The authors thank Drs. Libin Jia & Jeffery White at the Office of Cancer Complementary and Alternative Medicine (OCCAM) of the National Cancer Institute (Bethesda, MD, USA) and Drs. Jie Li & Wei Hou at Guang An Men Hospital of China Academy of Chinese Medical Sciences (Beijing, China) for their invaluable support on this research project.
SL, HL, DY, and JJO contributed to the conception and design; SL, ZH, SH, and DY contributed to the development of methodologies and acquisition of data; SL, ZH, ALT, HL, DY, and JJO contributed to Analysis and interpretation of data; SL, DY, and JJO wrote the manuscript; DY and JJO were responsible for study supervision.

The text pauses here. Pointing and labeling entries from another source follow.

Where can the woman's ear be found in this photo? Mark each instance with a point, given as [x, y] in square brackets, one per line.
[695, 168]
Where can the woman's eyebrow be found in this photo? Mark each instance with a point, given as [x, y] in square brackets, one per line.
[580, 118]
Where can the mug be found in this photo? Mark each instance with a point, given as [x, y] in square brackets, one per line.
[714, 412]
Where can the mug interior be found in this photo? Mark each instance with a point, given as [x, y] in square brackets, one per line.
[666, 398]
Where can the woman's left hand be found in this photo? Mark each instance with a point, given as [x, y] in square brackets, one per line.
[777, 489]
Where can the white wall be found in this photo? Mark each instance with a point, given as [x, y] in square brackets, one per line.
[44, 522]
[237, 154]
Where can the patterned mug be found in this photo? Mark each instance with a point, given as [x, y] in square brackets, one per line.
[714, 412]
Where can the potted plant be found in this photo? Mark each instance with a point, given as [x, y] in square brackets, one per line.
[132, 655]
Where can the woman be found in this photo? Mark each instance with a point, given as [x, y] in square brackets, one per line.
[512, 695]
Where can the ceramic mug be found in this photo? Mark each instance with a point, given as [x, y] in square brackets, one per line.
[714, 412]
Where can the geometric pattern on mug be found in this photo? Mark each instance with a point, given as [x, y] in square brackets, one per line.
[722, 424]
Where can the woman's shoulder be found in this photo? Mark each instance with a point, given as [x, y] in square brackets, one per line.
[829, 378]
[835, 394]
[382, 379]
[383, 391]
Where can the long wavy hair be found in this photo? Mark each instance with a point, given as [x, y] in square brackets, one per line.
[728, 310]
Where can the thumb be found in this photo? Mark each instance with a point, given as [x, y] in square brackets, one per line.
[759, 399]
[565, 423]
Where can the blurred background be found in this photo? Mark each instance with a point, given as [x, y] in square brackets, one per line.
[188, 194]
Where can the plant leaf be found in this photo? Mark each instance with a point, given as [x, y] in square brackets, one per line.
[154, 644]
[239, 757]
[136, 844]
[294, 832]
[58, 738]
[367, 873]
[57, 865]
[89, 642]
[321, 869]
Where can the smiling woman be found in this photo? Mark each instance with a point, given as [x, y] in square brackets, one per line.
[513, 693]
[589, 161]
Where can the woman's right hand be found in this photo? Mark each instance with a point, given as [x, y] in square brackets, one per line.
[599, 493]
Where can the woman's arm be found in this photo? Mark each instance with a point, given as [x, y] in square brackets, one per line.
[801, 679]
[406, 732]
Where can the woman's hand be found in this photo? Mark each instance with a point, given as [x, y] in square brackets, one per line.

This project has been funded in part with Federal funds from the Frederick National Lab, National Institutes of Health, under Contract No. HHSN261200800001E. The content of this publication does not necessarily reflect the views or policies of the Department of Health and Human Services, nor does mention of trade names, commercial products, or organizations imply endorsement by the U.S. Government. This research was supported in part by the Intramural Research Program of NIH, Frederick National Lab, Center for Cancer Research. The publisher or recipient acknowledges right of the U.S. Government to retain a nonexclusive, royalty-free license in and to any copyright covering the article.
Compliance with ethical standards
Conflict of interest
The authors declare that they have no conflict of interest.
All experiments with mice were performed in compliance with the principles and procedures outlined in the National Institutes of Health Guide for the Humane Care and Use of Animals and were approved by the National Cancer Institute at Frederick Animal Care and Use Committee (#16-294).
Statement of human/animal rights
C57BL/6 mice were obtained from Charles River (Frederick, MD). TLR4−/− and MyD88−/− mice were purchased from the Jackson Laboratory (Bar Harbor, ME). Mice were housed under specific pathogen-free conditions with water and food given ad libitum.